The Barbados economy is an aggregate of all business activities in both goods and services within the confines of Barbados. As such, what we refer to as the “economy” is derived and thus does not have a pulse of its own.
As a result, we need not focus on the economy but the parts or components that give life to it. A person on a cart being pulled by a donkey owes his forward momentum to the strength of the animal first and foremost. We could engage in many types of philosophical debates about the terrain that the cart is travelling in and we certainly would have great robust discussion.
We might even resort to strong muscular language, but at the end of the day we still have to acknowledge the beast of burden.
It is the animal pulling the cart and it does not matter what colour clothing the driver prefers.
The beast of burden is representative of each business in each subsector in Barbados. We should know by now what are the optimum conditions necessary to ensure forward momentum by this animal. Even if he is not feeling well at any given time, given our collective intelligence and experience, we should be au fait with the solutions.
It is a given that Government must have greater control over its spending, but the focus has to be on the beast of burden and its ability to pull. Most of the discussion has been on Government finances. Some of us actually wonder whether our economy would have any negative issues if the fiscal deficit was always at one to two per cent of GDP. We wonder whether unemployment would be an issue or indeed foreign reserves.
Let us focus on the beast. The experts have spoken on what are considered to be the major sectors of the Barbados economy. Indeed macro plans have been advanced for tourism and international business.
All of what has transpired between early 2009 and now has strong similarities to the post-2001 period.
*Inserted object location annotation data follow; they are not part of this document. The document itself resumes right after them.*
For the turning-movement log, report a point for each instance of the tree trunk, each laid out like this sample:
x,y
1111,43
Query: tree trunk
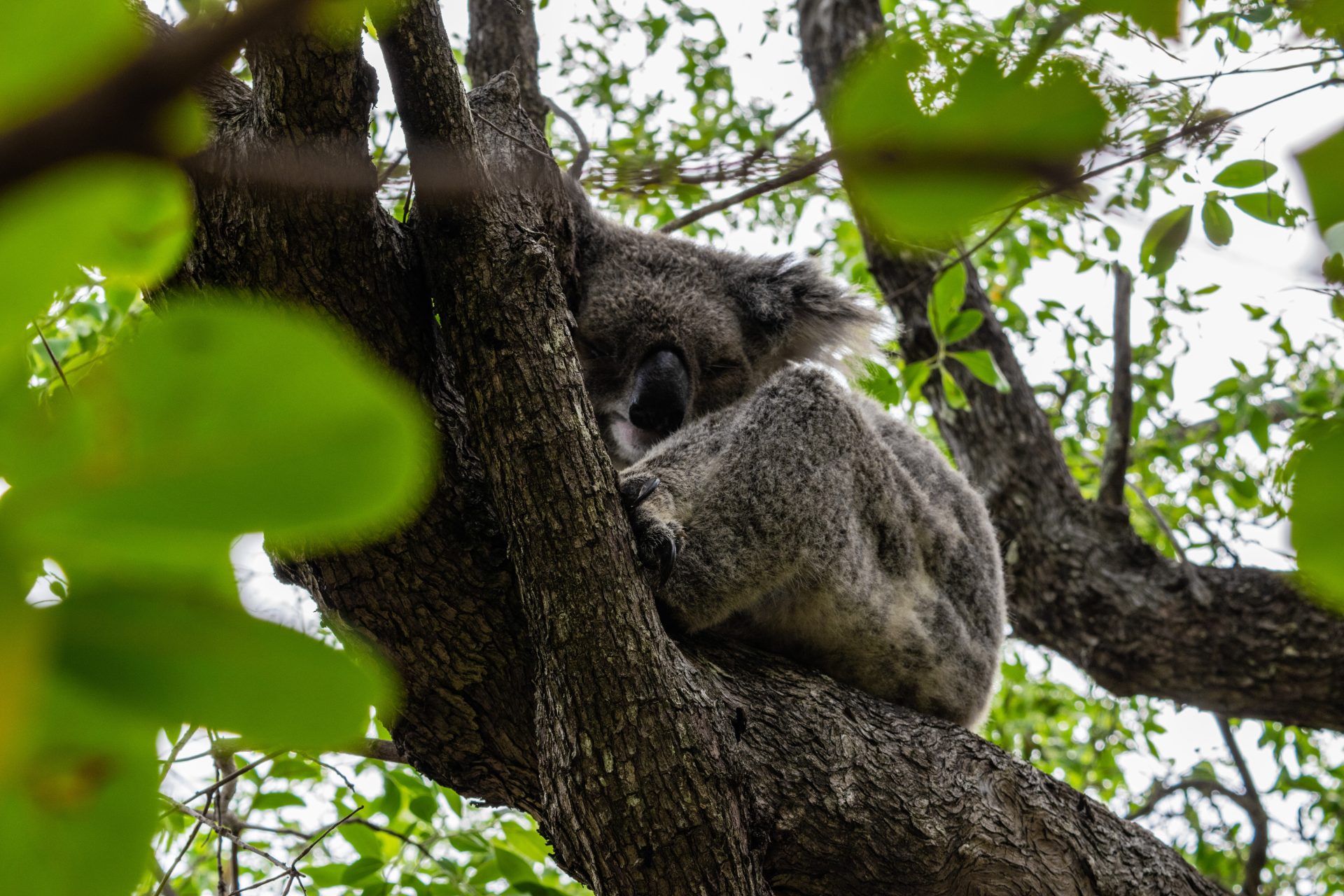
x,y
537,673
I refer to the positions advanced by the various interest groups.
The question that suggests itself is this: how is it that in the post-911 period we gave ourselves credit for embarking on a solution to the economic bad weather facing us then, only to realize that in the post-2008 period we appear to have greater problems?
Could it be that as blissful as it was between 2002 and 2007, that the solutions embarked upon were only partial solutions or temporary? Are the solutions being advanced today fundamental enough to ensure that regardless of the weather we face in the future or the terrain the beast of burden encounters we would be better able to continue a forward momentum?
I am not convinced.
The only way to move the cart forward consistently over time is to have a plan which is informed by knowledge at the level of the firm (the beast of burden) and where policies (terrain) support the opportunities for growth and good health of the firm.
In manufacturing, agriculture and agro-processing, we should not aim for that elusive “level playing field”, we should aim for advantage. We have to focus on the beast of burden. Do not sell him. Feed him well and keep him in good pasture.
• Randolph Sandiford is the managing director of Matrix Marketing.